EM PARELHEIROS, COM FILMES, MÚSICA E O MEU JARDIM

Tão bom ver crescer, quase do nada, uma imensidão de possibilidades.

Terminando o ano em Parelheiros que eu amo, com pessoas muito especiais. Lendo, vendo filmes e trabalhando no meu jardim que terá, além de roseiras, copos-de-leite, hortências, damas da noite e margaridas.

Agora, o bom mesmo é ter tempo para ver – ou rever – alguns clássicos do cinema. Ontem, “Suplício de uma Saudade”, de Henry King, com a estonteante Jennifer Jones; e “O Menino de Pijama Listrado”, de Mark Herman. Dois filmes tão, mas tão tristes…

O mais engraçado por aqui, todavia, são as músicas. Hoje à tarde, uma seleção extravagante. Depois de Agostinho dos Santos e Carpenters, surgiu um CD do Abba. Mas, incrível, tudo parece fazer o maior sentido. Aqui, perdido no tempo, Agostinho dos Santos e Abba tem tudo a ver.

Bom mesmo é poder voltar ao meu jardim, que andava bastante abandonado. Bonito é ver o roseiral cuidado. São mais de 50 variedades, num verdadeiro espetáculo de cores e tonalidades.

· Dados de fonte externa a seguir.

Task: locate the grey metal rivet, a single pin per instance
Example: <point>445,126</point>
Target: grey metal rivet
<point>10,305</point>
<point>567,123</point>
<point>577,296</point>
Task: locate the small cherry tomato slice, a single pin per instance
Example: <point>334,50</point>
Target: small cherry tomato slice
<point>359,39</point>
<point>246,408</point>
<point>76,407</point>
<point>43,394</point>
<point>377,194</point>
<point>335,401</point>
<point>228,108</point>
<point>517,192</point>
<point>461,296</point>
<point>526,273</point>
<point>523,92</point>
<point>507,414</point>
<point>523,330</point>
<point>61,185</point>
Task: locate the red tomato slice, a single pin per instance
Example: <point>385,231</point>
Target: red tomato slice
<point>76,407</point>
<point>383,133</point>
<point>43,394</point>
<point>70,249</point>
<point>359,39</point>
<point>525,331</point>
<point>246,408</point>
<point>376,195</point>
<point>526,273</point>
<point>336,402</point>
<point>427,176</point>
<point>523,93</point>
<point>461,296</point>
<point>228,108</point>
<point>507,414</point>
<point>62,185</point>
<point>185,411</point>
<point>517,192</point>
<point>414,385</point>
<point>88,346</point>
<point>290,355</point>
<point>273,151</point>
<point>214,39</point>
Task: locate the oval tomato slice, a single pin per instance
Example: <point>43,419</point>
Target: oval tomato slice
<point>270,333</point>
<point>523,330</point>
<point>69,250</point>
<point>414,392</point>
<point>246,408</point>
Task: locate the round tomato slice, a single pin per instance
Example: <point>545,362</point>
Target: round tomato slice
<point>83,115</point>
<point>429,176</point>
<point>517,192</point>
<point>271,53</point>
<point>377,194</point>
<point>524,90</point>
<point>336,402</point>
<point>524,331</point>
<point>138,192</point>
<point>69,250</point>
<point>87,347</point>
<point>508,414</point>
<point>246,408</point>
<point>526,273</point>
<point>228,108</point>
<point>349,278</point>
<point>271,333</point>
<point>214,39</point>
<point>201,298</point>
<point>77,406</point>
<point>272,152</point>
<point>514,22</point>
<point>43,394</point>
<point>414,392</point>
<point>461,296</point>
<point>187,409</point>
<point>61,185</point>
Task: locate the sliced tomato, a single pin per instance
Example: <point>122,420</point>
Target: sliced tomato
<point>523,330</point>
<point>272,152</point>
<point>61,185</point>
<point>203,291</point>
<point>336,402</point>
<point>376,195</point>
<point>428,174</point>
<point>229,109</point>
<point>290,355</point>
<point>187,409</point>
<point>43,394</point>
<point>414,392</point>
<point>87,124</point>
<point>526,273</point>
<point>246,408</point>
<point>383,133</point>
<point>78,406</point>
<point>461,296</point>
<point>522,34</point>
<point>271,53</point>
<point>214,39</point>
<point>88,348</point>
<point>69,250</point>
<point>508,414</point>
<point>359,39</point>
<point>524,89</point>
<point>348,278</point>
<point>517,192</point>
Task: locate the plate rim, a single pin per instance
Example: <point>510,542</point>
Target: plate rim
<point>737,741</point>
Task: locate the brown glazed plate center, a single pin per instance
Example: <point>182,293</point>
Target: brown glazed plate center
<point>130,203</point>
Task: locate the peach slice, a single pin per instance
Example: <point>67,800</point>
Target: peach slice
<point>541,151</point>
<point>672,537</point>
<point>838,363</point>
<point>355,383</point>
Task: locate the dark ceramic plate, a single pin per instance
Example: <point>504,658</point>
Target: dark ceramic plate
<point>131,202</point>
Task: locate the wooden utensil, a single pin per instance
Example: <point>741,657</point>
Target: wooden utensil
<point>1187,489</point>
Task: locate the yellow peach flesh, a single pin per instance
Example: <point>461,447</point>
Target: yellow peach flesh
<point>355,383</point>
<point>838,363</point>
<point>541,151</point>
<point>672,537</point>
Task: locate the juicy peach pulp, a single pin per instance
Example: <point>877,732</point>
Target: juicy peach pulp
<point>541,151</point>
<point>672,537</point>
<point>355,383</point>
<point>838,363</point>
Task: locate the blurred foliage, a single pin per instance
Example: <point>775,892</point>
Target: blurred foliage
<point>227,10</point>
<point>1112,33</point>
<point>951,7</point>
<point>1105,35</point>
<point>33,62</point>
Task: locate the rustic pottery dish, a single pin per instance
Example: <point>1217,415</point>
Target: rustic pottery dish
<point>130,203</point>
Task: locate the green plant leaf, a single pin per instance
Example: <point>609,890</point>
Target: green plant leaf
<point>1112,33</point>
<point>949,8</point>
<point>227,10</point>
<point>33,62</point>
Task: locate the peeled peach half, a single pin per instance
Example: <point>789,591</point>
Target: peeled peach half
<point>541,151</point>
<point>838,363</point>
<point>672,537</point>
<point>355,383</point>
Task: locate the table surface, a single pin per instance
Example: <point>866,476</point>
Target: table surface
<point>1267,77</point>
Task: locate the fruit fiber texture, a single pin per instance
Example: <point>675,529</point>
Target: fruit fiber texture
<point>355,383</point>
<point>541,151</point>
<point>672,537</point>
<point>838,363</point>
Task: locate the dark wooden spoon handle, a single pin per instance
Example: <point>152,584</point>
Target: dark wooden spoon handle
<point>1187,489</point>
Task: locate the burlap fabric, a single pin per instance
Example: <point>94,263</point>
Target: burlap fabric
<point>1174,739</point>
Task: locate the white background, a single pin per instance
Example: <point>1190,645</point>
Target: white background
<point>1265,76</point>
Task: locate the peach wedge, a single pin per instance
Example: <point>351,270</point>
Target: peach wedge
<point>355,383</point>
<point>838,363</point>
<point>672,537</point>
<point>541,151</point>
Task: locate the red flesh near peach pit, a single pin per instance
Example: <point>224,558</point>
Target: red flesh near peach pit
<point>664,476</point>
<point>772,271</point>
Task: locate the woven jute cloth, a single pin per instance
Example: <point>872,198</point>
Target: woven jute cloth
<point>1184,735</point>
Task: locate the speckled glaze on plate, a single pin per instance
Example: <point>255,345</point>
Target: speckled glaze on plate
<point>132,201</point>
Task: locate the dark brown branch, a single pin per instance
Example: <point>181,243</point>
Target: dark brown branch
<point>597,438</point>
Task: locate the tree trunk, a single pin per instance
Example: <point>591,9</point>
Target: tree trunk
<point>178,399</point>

Meu grande desafio, no entanto, é ver florescer os copos-de-leite e as hortências. Plantamos hoje mais de 40 pés de cada espécie. E, juro, todos os buracos escavados por mim. Não fossem as luvas, minhas mãos estariam agora calejadas. Por outro lado, parece que levei uma surra. Meu corpo todo é só dor. Mas, reconheço, tem prazer aí. Tão bom ver crescer, quase do nada, uma imensidão de possibilidades.

Mas tenho um problema. Um grande e desafiador problema que deixei para resolver amanhã: cortar ou não dois pés de árvores frutíferas – uma mexeriqueira e uma laranjeira –, que estão velhinhas, velhinhas.

Há anos, o jardineiro aqui de casa vem tentando me convencer a cortá-las e eu tenho resistido. Mas, coitadas das duas, oprimem a jabuticabeira e e a ameixeira.

Mas não é nada fácil. Olho para as duas árvores, anciãs mesmo, e meu coração aperta.

Tudo tão bucólico por aqui. Enquanto escrevo, por exemplo, falta luz. Mas, confesso, adoro.

Não tenho vizinhos próximos e agora o silêncio só é quebrado pelos pingos da chuva.

Então, vou me surpreendendo. A escuridão revela, por exemplo, coisas fenomenais. Descubro que existem muitos – muitos mesmo! – vagalumes. Eu jamais os tinha visto antes.

Daí, também, surgem ao longe uns sons que eu também nunca tinha escutado. E que eu não consigo identificar.

Que não comecem a gritar os bugios. Deles, eu tenho medo. Embora bonitinhos e igualmente simpáticos, produzem um som aterrador.

Só um problema. Quando a luz acabou, estava assistindo “A Dama Oculta”, do Hitchcock. Bem no momento onde a senhora desaparece no trem.

Sim, há muitos mistérios suspensos por aqui. Talvez o melhor seja ir dormir e ver se o cansaço desaparece. Porque amanhã, com dor no coração, eu preciso conversar um pouco com as minhas duas vetustas árvores e decidir seus futuros.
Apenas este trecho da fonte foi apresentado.